やはり、何やら複雑な人間関係が見え隠れする。
ティナは、怒ったようにリックへ言った。
「ねえ。あなた、さっき話したじゃない? お礼を兼ねてお食事に誘うって」
「確かに、こっちとしても都合がいいから承諾しただけだ。なんか僕が行きたいみたいに──」
「はあ? 結局行くってことじゃない! ついて来ておいて今さら行く気ないフリするとか、バカなんじゃないの?」
「バカはお前だろ。見ず知らずの、得体の知れないパーティーに用心もせずホイホイ近寄ろうとするその態度が信じられないって言ってんだ。ああわかった、飼い主がバカだから、飼い犬も頭が悪くなるんだな」
「なんですって!!」
怒りでアドレナリンが分泌されていくティナとは反対に、ボソボソと小さな声で、感情を込めずに言うリック。

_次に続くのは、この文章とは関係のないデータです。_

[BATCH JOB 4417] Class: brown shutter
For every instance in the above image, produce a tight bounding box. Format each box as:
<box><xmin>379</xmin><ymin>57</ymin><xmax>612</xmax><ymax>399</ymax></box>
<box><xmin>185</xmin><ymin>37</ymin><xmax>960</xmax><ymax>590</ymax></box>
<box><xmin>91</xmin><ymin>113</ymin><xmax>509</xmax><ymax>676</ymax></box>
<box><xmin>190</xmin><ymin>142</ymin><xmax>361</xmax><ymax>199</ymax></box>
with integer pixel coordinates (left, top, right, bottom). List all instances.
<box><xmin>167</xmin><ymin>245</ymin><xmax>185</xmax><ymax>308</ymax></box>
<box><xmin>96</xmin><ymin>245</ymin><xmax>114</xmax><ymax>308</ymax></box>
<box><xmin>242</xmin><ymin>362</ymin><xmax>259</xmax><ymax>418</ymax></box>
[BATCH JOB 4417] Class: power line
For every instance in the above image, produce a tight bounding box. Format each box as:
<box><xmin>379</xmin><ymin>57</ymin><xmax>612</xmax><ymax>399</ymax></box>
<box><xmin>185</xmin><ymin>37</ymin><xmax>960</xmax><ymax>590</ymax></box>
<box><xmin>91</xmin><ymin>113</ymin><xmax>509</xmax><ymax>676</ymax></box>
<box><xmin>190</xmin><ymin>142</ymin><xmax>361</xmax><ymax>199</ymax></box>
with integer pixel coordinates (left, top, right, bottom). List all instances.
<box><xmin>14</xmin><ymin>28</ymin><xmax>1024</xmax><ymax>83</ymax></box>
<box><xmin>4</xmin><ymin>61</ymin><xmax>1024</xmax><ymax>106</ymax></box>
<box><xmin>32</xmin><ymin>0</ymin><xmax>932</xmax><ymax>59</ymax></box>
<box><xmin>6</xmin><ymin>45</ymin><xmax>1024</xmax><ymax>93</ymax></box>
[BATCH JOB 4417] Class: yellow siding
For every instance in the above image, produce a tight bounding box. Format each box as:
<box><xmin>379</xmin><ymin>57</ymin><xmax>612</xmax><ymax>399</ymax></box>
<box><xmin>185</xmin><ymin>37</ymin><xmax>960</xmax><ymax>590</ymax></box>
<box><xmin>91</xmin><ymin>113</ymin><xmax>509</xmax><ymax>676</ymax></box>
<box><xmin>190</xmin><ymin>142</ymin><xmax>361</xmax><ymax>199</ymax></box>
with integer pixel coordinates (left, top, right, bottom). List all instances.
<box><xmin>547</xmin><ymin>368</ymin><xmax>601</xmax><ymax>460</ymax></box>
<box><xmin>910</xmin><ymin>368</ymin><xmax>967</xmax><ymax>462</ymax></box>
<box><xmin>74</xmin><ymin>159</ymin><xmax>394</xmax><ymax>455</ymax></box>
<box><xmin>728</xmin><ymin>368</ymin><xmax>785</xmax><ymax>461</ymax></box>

どうやらこの二人は仲が良くないらしい。というか、だから武器屋でも喧嘩をしていたのだろう。
でも、あのとき喧嘩をしていたのは「飼い犬」のほうだったはず──
「リック。ここに来る時に、誓ったでしょ?」
ソニアはリックの腕を引っ張って、「めっ」と愛らしく怒るかのような目つきをした。
リックは、そんなソニアの態度で喧嘩腰になるのをやめ、納得いかない顔をしながらも口をつぐんだ。
「お仕置き」の件といい、このやりとりといい、この二人、一体どういう関係なのだろうかとアイリスは首を傾げる。
が、飼い主ともども馬鹿にされたジャミルは黙っていない。
「正面切って悪魔男と戦いもしなかった奴らの言うことなんて無視しろ、ティナ」
ソニアの眉毛と耳と尻尾がピクッ! と動く。
「相手の強さも感じ取れずに馬鹿みたいに向かっていくから腕を切られるんですよ、脳筋虎男」
「ジルベルトにビビって戦いもせずに小便漏らした奴よりゃマシだ、臆病猫娘」
「小便なんて漏らしてないし、ビビってもないですっっ!! 訂正してよっ」
「んだ、やるかコラっ」
「待って待って、医務室で喧嘩しないで!!」
エリナが制止する。
さすがに他人の病室まで来て喧嘩をおっ始めるなんて無礼千万だと気付いてくれたのだろうか、四人は大きなため息を一斉に吐いて喧嘩を止める。
ネクロマンサーはネクロマンサー同士、ゾンビはゾンビ同士、腕を組み、綺麗にプイッと顔を背けて黙った。
なんか厄介なことに巻き込まれたなぁ、とアイリスは思ったが、こんなふうに元気な奴らは嫌いじゃない。
こんなに大勢で食事ができるなんて、いつぶりだろうか。
リュカやレオと顔を見合わせ、フッと微笑み合う。
アイリスは嬉しくなってしまったのだった。